DMCP: Differentiable Markov Channel Pruning for Neural Networks

CVPR 2020

Yujie Wang
Quanquan Li
Junjie Yan



Abstract

Recent works imply that the channel pruning can be regarded as searching optimal sub-structure from unpruned networks. However, existing works based on this observation require training and evaluating a large number of tructures, which limits their application. In this paper, we propose a novel differentiable method for channel pruning, named Differentiable Markov Channel Pruning (DMCP), to efficiently search the optimal sub-structure. Our method is differentiable and can be directly optimized by gradient descent with respect to standard task loss and budget regularization (e.g. FLOPs constraint). In DMCP, we model the channel pruning as a Markov process, in which each state represents for retaining the corresponding channel during pruning, and transitions between states denote the pruning process. In the end, our method is able to implicitly select the proper number of channels in each layer by the Markov process with optimized transitions. To validate the effectiveness of our method, we perform extensive experiments on Imagenet with ResNet and MobilenetV2. Results show our method can achieve consistent improvement than state-of-the-art pruning methods in various FLOPs settings.



Method

framework

The channel pruning is first formulated as a Markov process parameterized by architecture parameters and can be optimized in an end-to-end manner. Then the training procedure of DMCP can be divided into two stages: in stage 1, the unpruned network is updated by our proposed variant sandwich rule, while in stage 2, the architecture parameters are wrapped into the unpruned network and get updated, as shown in Figure (a). After the optimization, we propose two ways to sample the pruned network.



Main Experiment Results on ImageNet

Group Model FLOPs Top-1 Δ Top-1
MobileNet-V2 Uniform 1.0x 300M 72.3 -
Uniform 0.75x 210M 70.1 -2.2
Uniform 0.5x 970M 64.8 -7.5
Uniform 0.35x 59M 60.1 -12.2
MetaPruning 217M 71.2 -0.8
87M 63.8 -8.2
43M 58.3 -13.7
AMC 211M 70.8 -1.0
AutoSlim* 300M 74.2 +2.4
211M 73.0 +1.2
DMCP 300M 73.5 +1.2
211M 72.2 -0.1
97M 67.0 -5.3
87M 66.1 -6.2
59M 62.7 -9.6
43M 59.1 -13.2
DMCP* 300M 74.6 +2.3
211M 73.5 +1.2
ResNet-18 Uniform 1.0x 1.8G 70.1 -
FPGM 1.04G 68.4 -1.9
DMCP 1.04G 69.2 -0.9
ResNet-50 Uniform 1.0x 4.1G 76.6 -
Uniform 0.85x 3.0G 75.3 -1.3
Uniform 0.75x 2.3G 74.6 -2.0
Uniform 0.5x 1.1G 71.9 -4.7
Uniform 0.25x 278M 63.5 -13.1
FPGM 2.4G 75.6 -0.6
SFP 2.4G 74.6 -2.0
MetaPruning 3.0G 76.2 -0.4
2.3G 75.4 -1.2
1.1G 73.4 -3.2
AutoSlim* 3.0G 76.0 -0.6
2.0G 75.6 -1.0
1.1G 74.0 -2.6
DMCP 2.8G 76.7 +0.1
2.2G 76.2 -0.4
1.1G 74.0 -2.6
278M 66.4 -10.0

We compare our method with various pruning methods, including reinforcement learning method AMC, evolution method MetaPruning, one-shot method AutoSlim, and traditional channel pruning methods SFP and FPGM. ll methods are evaluated on MobileNetV2, ResNet18, and ResNet50, in each type of model, we trained a set of baseline model for comparison. From the Table, we can see that our method outperforms all other methods under the same settings, which show the superiority of our method. Note that AMC, MetaPruning and our method train the pruned model from scratch by standard hard label loss.

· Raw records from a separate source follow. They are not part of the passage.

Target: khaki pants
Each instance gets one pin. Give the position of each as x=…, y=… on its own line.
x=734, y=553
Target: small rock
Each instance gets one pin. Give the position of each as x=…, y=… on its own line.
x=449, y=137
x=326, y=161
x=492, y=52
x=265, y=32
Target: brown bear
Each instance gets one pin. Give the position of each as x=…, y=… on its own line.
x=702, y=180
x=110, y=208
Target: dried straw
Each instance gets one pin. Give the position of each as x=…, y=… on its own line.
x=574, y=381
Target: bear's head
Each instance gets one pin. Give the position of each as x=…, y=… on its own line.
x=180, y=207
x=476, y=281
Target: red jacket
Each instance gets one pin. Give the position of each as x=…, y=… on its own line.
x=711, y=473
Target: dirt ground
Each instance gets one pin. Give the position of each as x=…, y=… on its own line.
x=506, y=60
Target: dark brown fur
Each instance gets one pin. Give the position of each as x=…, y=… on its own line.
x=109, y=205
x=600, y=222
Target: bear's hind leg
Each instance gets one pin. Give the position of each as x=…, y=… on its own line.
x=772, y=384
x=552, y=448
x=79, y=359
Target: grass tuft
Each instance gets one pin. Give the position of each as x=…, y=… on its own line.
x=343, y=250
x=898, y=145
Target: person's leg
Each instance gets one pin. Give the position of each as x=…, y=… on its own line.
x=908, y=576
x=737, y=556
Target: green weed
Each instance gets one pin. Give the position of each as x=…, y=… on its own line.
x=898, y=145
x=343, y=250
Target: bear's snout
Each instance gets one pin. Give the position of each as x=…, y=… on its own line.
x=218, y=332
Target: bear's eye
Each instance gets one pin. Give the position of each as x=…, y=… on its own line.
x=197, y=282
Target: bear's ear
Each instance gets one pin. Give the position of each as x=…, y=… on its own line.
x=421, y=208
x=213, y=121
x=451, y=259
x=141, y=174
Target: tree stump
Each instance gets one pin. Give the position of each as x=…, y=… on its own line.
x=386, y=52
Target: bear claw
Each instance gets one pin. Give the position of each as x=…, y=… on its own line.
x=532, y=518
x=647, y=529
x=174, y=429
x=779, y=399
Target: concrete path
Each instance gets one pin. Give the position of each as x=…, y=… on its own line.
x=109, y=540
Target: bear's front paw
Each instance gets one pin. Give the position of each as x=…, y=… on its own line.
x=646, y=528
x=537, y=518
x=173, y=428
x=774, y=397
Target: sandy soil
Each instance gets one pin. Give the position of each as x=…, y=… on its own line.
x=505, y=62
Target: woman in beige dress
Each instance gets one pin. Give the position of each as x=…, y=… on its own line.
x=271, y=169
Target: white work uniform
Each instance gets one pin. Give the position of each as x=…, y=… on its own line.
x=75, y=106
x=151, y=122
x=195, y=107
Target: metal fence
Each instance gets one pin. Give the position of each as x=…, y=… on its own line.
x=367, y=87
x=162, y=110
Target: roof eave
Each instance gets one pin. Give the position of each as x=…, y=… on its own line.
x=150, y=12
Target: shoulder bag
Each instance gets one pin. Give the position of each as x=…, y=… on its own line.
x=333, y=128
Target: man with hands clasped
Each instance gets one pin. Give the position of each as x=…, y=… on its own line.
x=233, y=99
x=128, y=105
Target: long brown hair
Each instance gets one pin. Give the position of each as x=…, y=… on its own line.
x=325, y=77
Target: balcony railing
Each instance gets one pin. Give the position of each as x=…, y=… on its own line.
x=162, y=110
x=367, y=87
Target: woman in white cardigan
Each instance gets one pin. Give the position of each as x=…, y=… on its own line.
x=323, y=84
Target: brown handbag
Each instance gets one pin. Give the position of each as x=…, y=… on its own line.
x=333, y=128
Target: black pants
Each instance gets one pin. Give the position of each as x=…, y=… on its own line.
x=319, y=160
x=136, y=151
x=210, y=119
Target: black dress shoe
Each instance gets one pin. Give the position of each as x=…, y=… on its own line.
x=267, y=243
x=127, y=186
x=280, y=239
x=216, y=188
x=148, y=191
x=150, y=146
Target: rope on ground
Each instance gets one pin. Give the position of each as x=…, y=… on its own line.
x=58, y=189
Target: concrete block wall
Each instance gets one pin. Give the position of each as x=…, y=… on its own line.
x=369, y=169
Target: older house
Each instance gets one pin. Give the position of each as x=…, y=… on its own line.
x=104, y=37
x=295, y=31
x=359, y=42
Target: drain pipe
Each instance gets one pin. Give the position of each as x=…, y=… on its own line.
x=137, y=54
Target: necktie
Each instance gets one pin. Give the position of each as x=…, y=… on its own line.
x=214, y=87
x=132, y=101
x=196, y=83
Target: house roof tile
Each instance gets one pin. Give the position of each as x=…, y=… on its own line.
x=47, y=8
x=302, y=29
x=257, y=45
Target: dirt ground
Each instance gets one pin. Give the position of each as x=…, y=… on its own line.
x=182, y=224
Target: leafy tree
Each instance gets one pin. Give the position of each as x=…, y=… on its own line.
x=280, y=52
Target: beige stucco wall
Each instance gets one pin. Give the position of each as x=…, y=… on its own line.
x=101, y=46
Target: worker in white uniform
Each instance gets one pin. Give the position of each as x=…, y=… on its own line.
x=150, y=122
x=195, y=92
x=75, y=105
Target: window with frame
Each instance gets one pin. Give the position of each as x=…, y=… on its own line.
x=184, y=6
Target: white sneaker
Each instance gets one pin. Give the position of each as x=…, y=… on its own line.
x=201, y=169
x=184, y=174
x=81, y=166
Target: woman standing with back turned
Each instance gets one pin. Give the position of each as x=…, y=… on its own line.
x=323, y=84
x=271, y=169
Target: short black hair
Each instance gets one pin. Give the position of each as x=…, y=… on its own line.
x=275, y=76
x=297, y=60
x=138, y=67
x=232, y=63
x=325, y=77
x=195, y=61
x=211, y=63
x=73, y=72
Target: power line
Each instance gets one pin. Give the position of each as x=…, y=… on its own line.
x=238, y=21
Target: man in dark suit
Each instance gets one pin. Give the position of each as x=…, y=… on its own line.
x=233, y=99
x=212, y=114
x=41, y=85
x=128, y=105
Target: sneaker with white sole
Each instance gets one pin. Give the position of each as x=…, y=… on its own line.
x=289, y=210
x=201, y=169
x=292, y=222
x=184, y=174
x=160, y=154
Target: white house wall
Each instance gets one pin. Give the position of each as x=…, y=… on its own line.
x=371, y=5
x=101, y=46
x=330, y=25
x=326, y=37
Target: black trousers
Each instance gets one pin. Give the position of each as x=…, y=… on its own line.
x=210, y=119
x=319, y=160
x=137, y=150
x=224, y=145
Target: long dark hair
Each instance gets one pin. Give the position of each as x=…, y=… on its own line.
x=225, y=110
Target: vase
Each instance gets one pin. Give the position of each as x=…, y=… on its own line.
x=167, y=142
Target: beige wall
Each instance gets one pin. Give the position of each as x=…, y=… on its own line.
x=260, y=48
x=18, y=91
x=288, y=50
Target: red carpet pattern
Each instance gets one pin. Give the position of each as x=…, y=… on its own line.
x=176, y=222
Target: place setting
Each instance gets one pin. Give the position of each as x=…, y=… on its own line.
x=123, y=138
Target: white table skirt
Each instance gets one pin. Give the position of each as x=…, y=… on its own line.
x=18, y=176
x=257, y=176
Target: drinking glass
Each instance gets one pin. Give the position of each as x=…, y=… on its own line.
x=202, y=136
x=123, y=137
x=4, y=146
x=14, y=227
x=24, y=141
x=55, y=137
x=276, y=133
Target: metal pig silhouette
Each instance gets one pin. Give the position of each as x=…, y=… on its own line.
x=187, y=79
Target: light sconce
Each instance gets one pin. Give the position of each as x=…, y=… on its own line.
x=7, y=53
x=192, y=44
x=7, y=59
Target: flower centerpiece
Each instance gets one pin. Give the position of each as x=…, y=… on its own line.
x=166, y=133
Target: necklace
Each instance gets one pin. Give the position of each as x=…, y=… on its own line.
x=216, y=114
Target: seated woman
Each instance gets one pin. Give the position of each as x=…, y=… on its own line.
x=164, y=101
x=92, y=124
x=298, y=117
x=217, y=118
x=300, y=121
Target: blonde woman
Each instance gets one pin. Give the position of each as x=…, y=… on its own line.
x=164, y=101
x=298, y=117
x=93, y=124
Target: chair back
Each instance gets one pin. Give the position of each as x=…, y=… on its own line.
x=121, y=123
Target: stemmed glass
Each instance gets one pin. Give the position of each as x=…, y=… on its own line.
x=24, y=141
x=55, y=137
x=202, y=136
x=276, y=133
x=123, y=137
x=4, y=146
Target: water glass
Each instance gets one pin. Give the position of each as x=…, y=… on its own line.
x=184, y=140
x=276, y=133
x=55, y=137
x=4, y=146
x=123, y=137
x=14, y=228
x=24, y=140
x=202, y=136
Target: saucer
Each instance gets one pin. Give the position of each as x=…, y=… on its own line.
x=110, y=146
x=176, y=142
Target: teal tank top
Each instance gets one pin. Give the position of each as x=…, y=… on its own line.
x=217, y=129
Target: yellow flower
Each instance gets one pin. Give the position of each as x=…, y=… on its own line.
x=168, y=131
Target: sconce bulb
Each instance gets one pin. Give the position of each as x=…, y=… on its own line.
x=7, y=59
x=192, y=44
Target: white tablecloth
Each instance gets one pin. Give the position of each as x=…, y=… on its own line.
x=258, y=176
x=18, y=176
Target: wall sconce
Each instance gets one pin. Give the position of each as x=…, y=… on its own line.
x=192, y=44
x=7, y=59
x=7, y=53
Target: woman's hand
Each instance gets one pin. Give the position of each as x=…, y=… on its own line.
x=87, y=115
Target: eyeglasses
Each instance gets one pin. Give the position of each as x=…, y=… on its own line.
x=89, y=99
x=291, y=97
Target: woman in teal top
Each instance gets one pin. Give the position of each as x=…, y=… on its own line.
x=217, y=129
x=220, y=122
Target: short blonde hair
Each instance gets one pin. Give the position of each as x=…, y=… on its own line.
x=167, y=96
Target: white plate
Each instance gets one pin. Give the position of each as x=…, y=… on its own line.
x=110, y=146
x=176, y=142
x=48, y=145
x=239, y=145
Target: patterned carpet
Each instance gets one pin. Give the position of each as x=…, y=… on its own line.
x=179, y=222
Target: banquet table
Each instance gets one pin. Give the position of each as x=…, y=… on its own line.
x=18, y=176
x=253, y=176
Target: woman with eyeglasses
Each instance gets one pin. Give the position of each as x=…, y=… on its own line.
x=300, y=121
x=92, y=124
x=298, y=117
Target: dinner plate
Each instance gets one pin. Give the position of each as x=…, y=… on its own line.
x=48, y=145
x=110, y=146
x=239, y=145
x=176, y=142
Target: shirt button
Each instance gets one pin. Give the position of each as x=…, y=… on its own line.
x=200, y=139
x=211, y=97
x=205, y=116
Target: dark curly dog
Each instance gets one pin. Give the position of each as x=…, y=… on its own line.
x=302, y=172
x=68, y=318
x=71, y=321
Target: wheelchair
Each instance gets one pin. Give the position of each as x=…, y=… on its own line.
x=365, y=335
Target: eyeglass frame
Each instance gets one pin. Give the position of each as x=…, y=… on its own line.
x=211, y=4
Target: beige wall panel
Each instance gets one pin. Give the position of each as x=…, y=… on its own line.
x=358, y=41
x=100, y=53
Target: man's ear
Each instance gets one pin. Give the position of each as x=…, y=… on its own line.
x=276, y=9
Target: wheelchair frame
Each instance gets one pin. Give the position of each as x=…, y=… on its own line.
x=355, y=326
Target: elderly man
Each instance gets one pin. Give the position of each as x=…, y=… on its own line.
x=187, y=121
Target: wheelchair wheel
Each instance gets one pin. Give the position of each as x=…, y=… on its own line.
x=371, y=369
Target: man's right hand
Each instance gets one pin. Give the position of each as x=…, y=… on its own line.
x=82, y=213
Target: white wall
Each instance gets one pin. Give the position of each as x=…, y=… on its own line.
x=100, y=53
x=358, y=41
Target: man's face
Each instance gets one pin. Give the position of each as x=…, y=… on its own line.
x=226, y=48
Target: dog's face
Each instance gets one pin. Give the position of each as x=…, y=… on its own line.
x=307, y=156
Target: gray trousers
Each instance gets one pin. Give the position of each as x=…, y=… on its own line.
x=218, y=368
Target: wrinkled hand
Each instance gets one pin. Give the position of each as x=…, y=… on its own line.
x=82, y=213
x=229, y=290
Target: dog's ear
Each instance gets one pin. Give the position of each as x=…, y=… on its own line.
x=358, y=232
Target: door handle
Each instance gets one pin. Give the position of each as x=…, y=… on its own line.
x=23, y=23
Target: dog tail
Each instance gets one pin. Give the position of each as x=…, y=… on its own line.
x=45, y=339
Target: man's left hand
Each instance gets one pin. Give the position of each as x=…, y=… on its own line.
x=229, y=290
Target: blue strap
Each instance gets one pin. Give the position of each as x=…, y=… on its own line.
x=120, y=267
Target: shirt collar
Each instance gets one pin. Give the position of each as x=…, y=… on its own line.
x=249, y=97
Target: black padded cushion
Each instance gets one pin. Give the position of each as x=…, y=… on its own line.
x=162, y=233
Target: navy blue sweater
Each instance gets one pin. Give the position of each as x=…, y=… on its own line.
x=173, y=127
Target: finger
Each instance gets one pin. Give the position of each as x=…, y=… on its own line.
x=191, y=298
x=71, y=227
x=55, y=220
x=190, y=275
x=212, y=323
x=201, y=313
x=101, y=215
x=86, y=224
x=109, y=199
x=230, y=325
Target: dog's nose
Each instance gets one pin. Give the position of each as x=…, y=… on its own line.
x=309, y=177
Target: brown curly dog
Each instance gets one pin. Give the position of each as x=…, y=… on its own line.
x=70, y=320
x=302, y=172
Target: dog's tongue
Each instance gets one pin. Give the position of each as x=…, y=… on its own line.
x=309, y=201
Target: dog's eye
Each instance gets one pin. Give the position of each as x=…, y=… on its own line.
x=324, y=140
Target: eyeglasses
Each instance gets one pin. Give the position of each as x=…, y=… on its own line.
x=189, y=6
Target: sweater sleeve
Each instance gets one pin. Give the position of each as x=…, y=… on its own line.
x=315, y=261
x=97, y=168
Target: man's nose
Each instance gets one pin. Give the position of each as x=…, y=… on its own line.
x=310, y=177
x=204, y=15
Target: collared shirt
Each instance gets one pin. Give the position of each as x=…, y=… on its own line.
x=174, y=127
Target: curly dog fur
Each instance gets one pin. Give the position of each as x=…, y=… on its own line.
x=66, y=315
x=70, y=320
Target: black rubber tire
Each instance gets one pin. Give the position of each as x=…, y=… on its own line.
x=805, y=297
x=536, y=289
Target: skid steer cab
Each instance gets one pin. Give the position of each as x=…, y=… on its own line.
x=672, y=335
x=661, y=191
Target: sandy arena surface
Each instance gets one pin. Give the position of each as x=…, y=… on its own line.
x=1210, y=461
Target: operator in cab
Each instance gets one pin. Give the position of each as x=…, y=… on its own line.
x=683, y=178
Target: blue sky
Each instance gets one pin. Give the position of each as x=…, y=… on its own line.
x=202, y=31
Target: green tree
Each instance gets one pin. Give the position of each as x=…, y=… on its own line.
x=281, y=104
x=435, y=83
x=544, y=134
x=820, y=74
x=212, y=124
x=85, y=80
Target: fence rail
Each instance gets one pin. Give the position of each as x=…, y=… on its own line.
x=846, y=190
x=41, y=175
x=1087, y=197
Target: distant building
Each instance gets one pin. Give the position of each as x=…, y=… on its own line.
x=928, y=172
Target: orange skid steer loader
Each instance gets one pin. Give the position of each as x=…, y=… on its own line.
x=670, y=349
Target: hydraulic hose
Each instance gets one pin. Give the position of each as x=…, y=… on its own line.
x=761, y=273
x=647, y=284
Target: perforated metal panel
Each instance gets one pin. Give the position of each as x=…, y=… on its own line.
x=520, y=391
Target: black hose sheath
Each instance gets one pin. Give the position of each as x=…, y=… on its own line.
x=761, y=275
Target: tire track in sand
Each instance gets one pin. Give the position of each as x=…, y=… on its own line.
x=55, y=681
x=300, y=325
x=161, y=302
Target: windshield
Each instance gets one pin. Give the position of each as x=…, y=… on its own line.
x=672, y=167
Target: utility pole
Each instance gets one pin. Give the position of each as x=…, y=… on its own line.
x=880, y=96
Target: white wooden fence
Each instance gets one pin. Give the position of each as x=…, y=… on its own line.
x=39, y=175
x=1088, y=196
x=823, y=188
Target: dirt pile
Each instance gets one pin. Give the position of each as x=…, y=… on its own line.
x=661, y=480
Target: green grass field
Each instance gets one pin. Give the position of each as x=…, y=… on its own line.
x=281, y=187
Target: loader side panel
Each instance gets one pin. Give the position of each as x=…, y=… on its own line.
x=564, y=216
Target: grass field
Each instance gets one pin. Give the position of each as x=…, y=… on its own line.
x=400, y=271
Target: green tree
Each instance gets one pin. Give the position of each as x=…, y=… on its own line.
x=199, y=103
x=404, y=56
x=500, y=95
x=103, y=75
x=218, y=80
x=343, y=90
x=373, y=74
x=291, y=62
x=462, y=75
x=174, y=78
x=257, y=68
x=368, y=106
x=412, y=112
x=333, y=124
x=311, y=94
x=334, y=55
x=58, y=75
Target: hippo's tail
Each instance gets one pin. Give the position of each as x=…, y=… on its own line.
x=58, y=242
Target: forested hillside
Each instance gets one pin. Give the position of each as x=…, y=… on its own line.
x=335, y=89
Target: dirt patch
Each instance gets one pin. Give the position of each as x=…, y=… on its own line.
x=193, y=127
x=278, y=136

While AutoSlim adopts a in-place distillation method in which the pruned network share weights with unpruned net and mimic the output of the unpruned net. The groups marked by *> indicate the pruned model is trained by the in-place distillation method. To fairly compare with AutoSlim, we also train our pruned model with the same method. Results show that this training method can further boost the performance, and our method surpasses AutoSlim in different FLOPs models.